Pourquoi Burketown, et pourquoi le printemps
On a aperçu des Morning Glory de la Manche jusqu'au centre des États-Unis, mais il existe exactement un endroit sur la planète où elles se manifestent assez souvent pour qu'on puisse organiser un voyage autour : la côte sud du golfe de Carpentarie, près de la minuscule bourgade de Burketown, dans le Queensland. La fenêtre est étroite — de fin septembre à début novembre environ, la toute fin de la saison sèche.
La recette exige une cuisine très particulière. Le jour, les brises de mer balaient les deux côtes de la péninsule du cap York et entrent en collision. La nuit, une inversion de température se forme — un couvercle d'air chaud posé sur l'air plus frais près du sol. La collision injecte une perturbation dans cette couche stable et, parce que la géographie du golfe canalise tout exactement comme il faut, cette perturbation s'organise en une onde solitaire propre qui déroule à travers la mer et arrive au-dessus de Burketown à l'aube. C'est un alignement réellement fragile de terre, de mer et de température, et c'est pourquoi aucun autre endroit ne peut l'offrir à heure fixe.

Ceux qui surfent le ciel
C'est là que cela devient merveilleux. Ce courant ascendant brutal à l'avant de la vague est, pour un pilote de planeur, un escalator invisible fait d'air en mouvement. Attrapez la face montante d'une Morning Glory et vous pouvez la chevaucher sur des centaines de kilomètres sans moteur, en filant le long du bord d'attaque exactement comme un surfeur épouse l'épaule encore intacte d'une vague.
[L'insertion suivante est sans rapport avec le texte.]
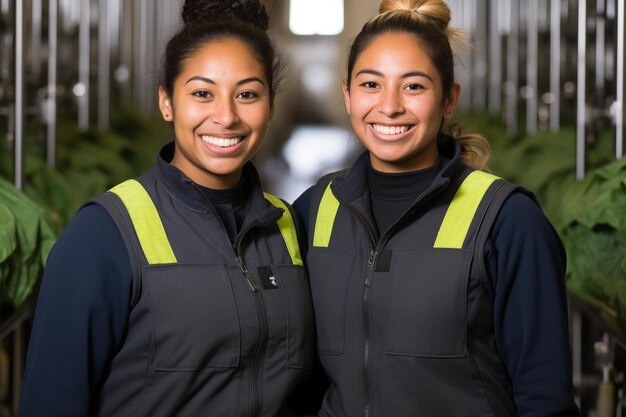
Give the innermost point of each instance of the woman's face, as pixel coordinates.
(396, 103)
(220, 109)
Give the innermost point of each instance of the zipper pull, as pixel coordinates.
(246, 275)
(370, 266)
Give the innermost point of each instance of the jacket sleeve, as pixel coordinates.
(526, 263)
(80, 317)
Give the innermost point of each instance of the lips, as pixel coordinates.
(391, 130)
(221, 142)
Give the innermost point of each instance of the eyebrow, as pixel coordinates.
(210, 81)
(406, 75)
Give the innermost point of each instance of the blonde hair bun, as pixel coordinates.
(433, 12)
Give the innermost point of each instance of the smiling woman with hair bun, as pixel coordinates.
(183, 292)
(438, 288)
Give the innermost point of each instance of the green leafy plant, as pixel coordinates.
(26, 236)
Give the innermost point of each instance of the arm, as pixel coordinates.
(526, 263)
(80, 317)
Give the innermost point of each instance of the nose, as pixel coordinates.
(225, 113)
(390, 103)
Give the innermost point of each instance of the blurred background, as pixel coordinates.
(544, 82)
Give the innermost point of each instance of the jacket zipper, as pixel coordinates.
(261, 341)
(375, 247)
(371, 261)
(256, 405)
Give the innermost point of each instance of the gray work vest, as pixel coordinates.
(214, 330)
(405, 322)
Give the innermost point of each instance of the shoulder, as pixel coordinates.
(90, 240)
(521, 226)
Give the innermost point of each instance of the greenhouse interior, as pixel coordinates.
(543, 81)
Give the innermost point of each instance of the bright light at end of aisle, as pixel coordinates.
(316, 17)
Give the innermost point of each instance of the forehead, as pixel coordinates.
(224, 57)
(395, 50)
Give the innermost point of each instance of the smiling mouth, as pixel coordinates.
(221, 142)
(391, 130)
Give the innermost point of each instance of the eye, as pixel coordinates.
(201, 94)
(369, 84)
(414, 87)
(247, 95)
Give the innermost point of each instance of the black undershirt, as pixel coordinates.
(391, 195)
(231, 206)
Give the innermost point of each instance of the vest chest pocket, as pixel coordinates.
(296, 298)
(329, 271)
(194, 317)
(427, 314)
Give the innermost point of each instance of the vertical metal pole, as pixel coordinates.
(83, 64)
(125, 68)
(581, 113)
(35, 41)
(555, 65)
(104, 64)
(495, 59)
(19, 94)
(600, 68)
(619, 105)
(52, 82)
(141, 54)
(532, 62)
(512, 83)
(480, 65)
(466, 76)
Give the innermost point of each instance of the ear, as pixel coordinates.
(165, 105)
(346, 94)
(452, 101)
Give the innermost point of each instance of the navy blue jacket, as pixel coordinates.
(530, 305)
(84, 313)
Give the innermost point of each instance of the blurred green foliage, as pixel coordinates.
(87, 163)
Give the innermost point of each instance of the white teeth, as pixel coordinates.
(222, 142)
(390, 130)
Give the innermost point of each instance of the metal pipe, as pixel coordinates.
(82, 90)
(52, 82)
(125, 68)
(141, 57)
(35, 40)
(600, 67)
(619, 105)
(495, 60)
(581, 113)
(512, 82)
(104, 65)
(555, 65)
(480, 65)
(19, 95)
(532, 62)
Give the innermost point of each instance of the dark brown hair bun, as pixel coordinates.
(251, 11)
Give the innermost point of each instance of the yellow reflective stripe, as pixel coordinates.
(146, 222)
(458, 218)
(287, 229)
(325, 218)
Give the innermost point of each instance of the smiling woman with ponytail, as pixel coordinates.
(182, 292)
(438, 288)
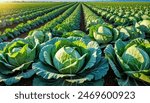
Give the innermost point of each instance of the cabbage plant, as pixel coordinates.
(103, 34)
(130, 61)
(70, 61)
(15, 60)
(144, 26)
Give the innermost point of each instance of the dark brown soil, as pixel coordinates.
(82, 23)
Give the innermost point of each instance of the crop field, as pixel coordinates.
(75, 44)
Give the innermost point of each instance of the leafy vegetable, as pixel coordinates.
(15, 60)
(130, 61)
(71, 61)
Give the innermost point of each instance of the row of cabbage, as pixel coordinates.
(25, 16)
(122, 16)
(75, 58)
(31, 24)
(14, 9)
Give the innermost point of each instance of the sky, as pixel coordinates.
(73, 0)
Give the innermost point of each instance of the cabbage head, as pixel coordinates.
(15, 60)
(130, 61)
(70, 61)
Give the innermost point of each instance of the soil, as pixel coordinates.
(82, 23)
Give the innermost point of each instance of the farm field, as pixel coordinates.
(75, 44)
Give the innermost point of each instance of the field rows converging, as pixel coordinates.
(74, 44)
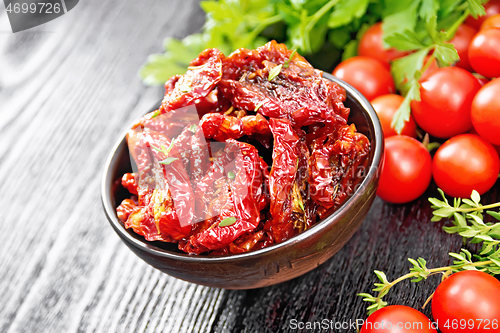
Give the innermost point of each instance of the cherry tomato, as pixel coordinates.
(485, 112)
(484, 52)
(461, 41)
(431, 69)
(464, 163)
(491, 22)
(492, 7)
(371, 45)
(482, 80)
(386, 106)
(397, 319)
(370, 76)
(467, 301)
(446, 98)
(407, 170)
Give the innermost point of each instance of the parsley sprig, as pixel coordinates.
(467, 219)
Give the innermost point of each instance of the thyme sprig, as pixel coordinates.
(467, 219)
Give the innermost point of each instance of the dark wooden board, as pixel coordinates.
(67, 90)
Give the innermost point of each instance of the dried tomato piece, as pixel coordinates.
(298, 93)
(201, 78)
(240, 195)
(336, 166)
(128, 181)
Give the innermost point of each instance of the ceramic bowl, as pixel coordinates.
(271, 265)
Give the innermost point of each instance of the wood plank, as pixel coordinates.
(67, 90)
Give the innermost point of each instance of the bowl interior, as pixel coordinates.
(362, 115)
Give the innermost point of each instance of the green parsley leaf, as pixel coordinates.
(446, 54)
(350, 50)
(406, 41)
(400, 21)
(429, 8)
(404, 69)
(156, 114)
(168, 160)
(227, 221)
(402, 115)
(476, 8)
(287, 62)
(346, 11)
(274, 72)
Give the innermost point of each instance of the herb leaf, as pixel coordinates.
(168, 160)
(402, 115)
(274, 72)
(227, 221)
(287, 62)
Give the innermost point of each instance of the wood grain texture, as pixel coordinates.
(67, 89)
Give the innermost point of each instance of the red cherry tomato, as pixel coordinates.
(386, 106)
(431, 69)
(491, 22)
(446, 98)
(464, 163)
(484, 52)
(492, 7)
(397, 319)
(370, 76)
(485, 111)
(467, 301)
(371, 45)
(461, 41)
(407, 170)
(482, 80)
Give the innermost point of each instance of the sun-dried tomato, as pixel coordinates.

Chaque printemps, une petite communauté de pilotes de planeur, un brin obsédés, débarque à Burketown pour faire précisément cela. C'est difficile, suspendu à l'aube, et rien ne garantit que le nuage daignera seulement se montrer. Un habitué d'un club de vol à voile a parfaitement résumé sa rareté : plus de gens ont atteint le sommet de l'Everest qu'ils n'ont volé sur la Morning Glory. Décoller dans l'air immobile d'avant l'aube, trouver cet unique mur de nuage en mouvement, se blottir contre sa face montante et la laisser vous tirer en silence à travers l'outback — c'est ce qu'un humain peut faire de plus proche du surf de l'atmosphère elle-même.
Un nom plus ancien que la science
Bien avant que les météorologues n'aient des mots comme soliton et couche d'inversion, les habitants de cette terre connaissaient ce nuage intimement. Le peuple Garrwa l'appelait kangólgi. Ils le voyaient arriver chaque printemps à travers le même golfe, le lisaient comme un repère de la saison et en comprenaient le rythme des siècles avant que quiconque ne tente de le modéliser avec la mécanique des fluides.
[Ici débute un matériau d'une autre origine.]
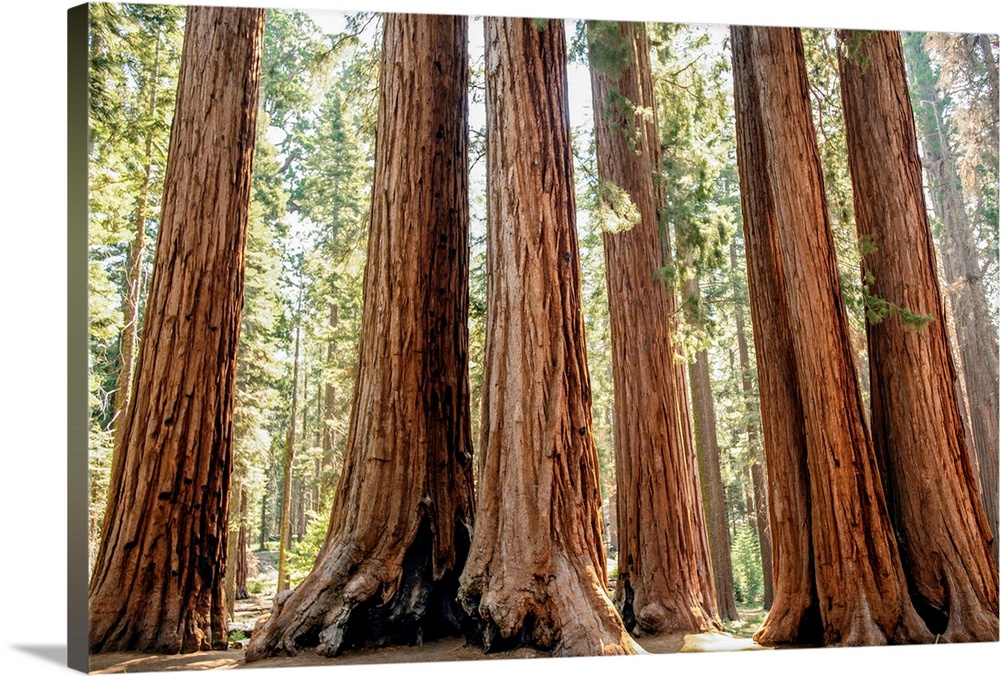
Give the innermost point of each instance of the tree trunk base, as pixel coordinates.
(353, 599)
(654, 617)
(968, 619)
(567, 613)
(789, 623)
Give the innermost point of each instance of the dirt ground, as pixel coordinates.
(247, 612)
(445, 650)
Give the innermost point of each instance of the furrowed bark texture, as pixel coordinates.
(536, 573)
(857, 575)
(402, 515)
(975, 341)
(916, 427)
(664, 571)
(794, 615)
(157, 585)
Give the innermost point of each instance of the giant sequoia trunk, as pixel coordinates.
(402, 515)
(794, 615)
(536, 573)
(916, 427)
(660, 523)
(975, 334)
(857, 575)
(157, 584)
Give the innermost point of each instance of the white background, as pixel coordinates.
(33, 311)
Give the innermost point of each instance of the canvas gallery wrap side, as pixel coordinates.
(413, 337)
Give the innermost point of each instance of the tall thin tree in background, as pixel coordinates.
(402, 515)
(857, 576)
(157, 584)
(660, 528)
(536, 571)
(756, 461)
(916, 428)
(975, 334)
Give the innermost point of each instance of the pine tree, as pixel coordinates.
(536, 570)
(662, 528)
(157, 584)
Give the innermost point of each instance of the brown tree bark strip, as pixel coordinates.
(710, 472)
(794, 615)
(329, 432)
(916, 427)
(242, 549)
(130, 302)
(157, 585)
(859, 579)
(660, 522)
(288, 461)
(536, 572)
(402, 515)
(975, 334)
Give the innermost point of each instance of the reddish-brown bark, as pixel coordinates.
(402, 515)
(856, 575)
(974, 343)
(158, 583)
(664, 570)
(536, 572)
(916, 426)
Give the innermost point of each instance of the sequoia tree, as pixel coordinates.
(856, 573)
(794, 614)
(975, 333)
(536, 571)
(402, 515)
(916, 427)
(157, 584)
(660, 522)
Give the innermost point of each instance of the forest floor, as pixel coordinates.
(445, 650)
(736, 637)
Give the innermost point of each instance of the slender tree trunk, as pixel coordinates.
(760, 498)
(263, 517)
(857, 575)
(660, 520)
(794, 615)
(916, 427)
(975, 334)
(130, 303)
(242, 550)
(329, 404)
(157, 584)
(710, 472)
(536, 572)
(402, 515)
(288, 461)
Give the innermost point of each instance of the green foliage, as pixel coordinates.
(748, 578)
(609, 49)
(303, 554)
(614, 210)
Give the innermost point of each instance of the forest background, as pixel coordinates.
(34, 265)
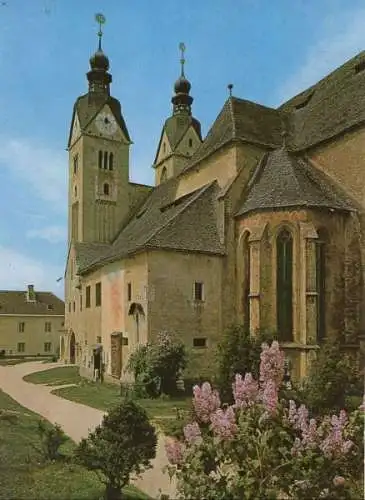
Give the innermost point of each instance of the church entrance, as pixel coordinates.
(72, 348)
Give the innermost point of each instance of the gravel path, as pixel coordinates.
(75, 419)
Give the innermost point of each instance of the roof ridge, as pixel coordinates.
(200, 191)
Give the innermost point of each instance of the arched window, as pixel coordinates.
(246, 279)
(284, 285)
(321, 283)
(163, 177)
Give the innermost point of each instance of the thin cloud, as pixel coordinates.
(52, 234)
(44, 170)
(18, 270)
(341, 40)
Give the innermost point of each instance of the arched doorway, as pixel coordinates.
(72, 348)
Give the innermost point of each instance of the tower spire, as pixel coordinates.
(98, 76)
(182, 59)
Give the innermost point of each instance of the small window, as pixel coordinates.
(76, 163)
(98, 294)
(198, 290)
(47, 347)
(21, 347)
(87, 300)
(200, 342)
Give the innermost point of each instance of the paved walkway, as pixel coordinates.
(75, 419)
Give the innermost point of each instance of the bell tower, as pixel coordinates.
(98, 146)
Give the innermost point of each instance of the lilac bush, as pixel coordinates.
(260, 447)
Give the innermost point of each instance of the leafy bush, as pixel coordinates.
(238, 352)
(262, 448)
(123, 444)
(52, 437)
(334, 381)
(157, 365)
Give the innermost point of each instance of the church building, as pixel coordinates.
(259, 223)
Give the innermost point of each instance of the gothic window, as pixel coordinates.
(321, 284)
(284, 285)
(76, 163)
(246, 280)
(163, 177)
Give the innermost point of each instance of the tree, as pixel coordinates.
(157, 364)
(334, 381)
(237, 352)
(122, 445)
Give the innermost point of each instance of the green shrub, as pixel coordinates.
(52, 437)
(123, 444)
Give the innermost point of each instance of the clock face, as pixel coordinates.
(106, 123)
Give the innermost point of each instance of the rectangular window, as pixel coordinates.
(200, 342)
(98, 294)
(21, 347)
(87, 301)
(47, 347)
(198, 290)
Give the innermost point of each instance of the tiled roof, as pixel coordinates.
(87, 110)
(332, 106)
(15, 302)
(283, 180)
(176, 127)
(188, 223)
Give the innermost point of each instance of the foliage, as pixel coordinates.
(334, 381)
(158, 364)
(52, 438)
(260, 447)
(122, 445)
(238, 352)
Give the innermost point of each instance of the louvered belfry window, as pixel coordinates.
(284, 288)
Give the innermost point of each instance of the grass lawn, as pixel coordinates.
(23, 474)
(55, 376)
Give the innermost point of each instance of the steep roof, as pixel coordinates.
(87, 109)
(283, 180)
(176, 127)
(188, 223)
(333, 105)
(15, 302)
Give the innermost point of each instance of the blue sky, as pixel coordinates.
(270, 50)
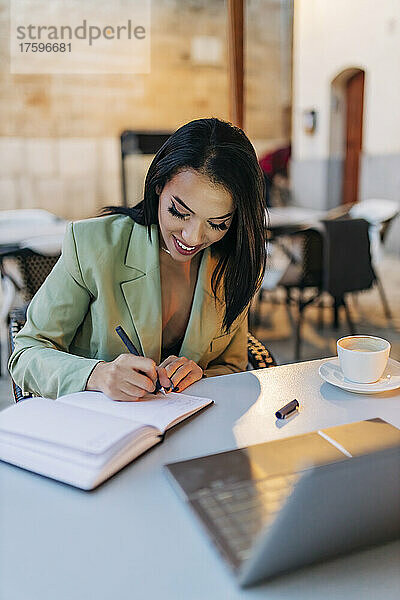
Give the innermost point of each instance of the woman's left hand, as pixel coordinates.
(181, 371)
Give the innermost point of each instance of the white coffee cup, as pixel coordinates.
(363, 358)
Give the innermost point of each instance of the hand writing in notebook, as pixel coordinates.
(181, 371)
(128, 378)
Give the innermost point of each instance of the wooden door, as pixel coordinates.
(354, 121)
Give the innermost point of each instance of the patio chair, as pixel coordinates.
(32, 268)
(17, 321)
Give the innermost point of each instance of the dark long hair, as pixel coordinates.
(223, 153)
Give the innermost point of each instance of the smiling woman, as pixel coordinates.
(178, 272)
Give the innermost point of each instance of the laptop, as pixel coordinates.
(274, 507)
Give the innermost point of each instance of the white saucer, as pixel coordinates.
(390, 380)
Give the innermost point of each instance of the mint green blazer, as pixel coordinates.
(109, 275)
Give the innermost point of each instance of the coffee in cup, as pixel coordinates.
(363, 358)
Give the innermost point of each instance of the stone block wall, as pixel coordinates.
(59, 134)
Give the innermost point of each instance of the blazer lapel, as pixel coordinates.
(204, 321)
(142, 292)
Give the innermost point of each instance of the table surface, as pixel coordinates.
(134, 537)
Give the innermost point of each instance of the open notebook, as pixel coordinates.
(84, 438)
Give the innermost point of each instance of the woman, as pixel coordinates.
(177, 272)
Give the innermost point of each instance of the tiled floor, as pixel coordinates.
(276, 331)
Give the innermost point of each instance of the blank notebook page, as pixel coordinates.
(56, 423)
(160, 410)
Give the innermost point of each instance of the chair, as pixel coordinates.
(336, 260)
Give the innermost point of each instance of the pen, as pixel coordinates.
(133, 350)
(287, 410)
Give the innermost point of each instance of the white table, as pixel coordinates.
(134, 538)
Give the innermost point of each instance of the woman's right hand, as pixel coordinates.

Le nuage qui garde sa forme
Ce qui marque, avec la Morning Glory, ce n'est pas seulement qu'elle est belle, rare ou surfable. C'est qu'elle ne devrait pas vraiment exister. Les vagues sont censées déferler. L'énergie est censée se disperser et s'éteindre. Une perturbation dans l'air devrait se diluer en quelques minutes. Au lieu de ça, celle-ci se rassemble en un cylindre de mille kilomètres et roule intacte à travers tout un golfe, arrivant ponctuellement à l'aube comme si elle avait un rendez-vous.
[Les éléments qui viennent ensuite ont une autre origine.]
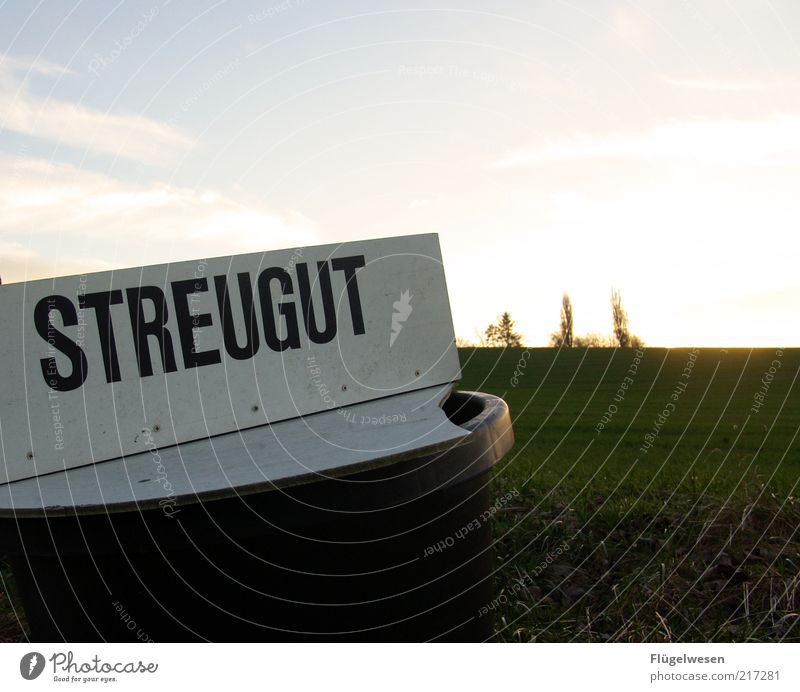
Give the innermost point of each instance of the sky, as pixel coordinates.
(652, 146)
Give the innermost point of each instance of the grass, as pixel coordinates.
(692, 539)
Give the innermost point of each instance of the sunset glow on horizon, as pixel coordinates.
(554, 147)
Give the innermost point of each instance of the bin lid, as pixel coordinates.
(333, 443)
(108, 365)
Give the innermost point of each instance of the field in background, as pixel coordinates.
(693, 538)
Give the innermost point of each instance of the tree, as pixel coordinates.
(620, 318)
(593, 340)
(502, 333)
(564, 337)
(566, 321)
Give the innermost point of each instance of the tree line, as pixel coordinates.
(503, 332)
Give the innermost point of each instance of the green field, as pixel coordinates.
(691, 538)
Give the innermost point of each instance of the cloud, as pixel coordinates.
(78, 221)
(773, 140)
(128, 136)
(738, 86)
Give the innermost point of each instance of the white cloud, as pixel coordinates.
(733, 85)
(711, 141)
(78, 220)
(128, 136)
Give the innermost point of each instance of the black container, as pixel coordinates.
(377, 556)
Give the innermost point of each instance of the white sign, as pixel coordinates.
(100, 366)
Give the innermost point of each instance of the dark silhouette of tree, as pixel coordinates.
(502, 333)
(566, 321)
(594, 340)
(620, 317)
(564, 337)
Alors, si vous vous retrouvez un jour à Burketown au mois d'octobre, réglez un réveil avant le lever du soleil et regardez vers l'est. Avec un peu de chance, vous verrez le ciel faire une chose qu'il n'a aucune raison de faire : maintenir une vague assez longtemps pour que vous la voyiez — et, si vous êtes très chanceux et un peu fou, pour que vous la surfiez.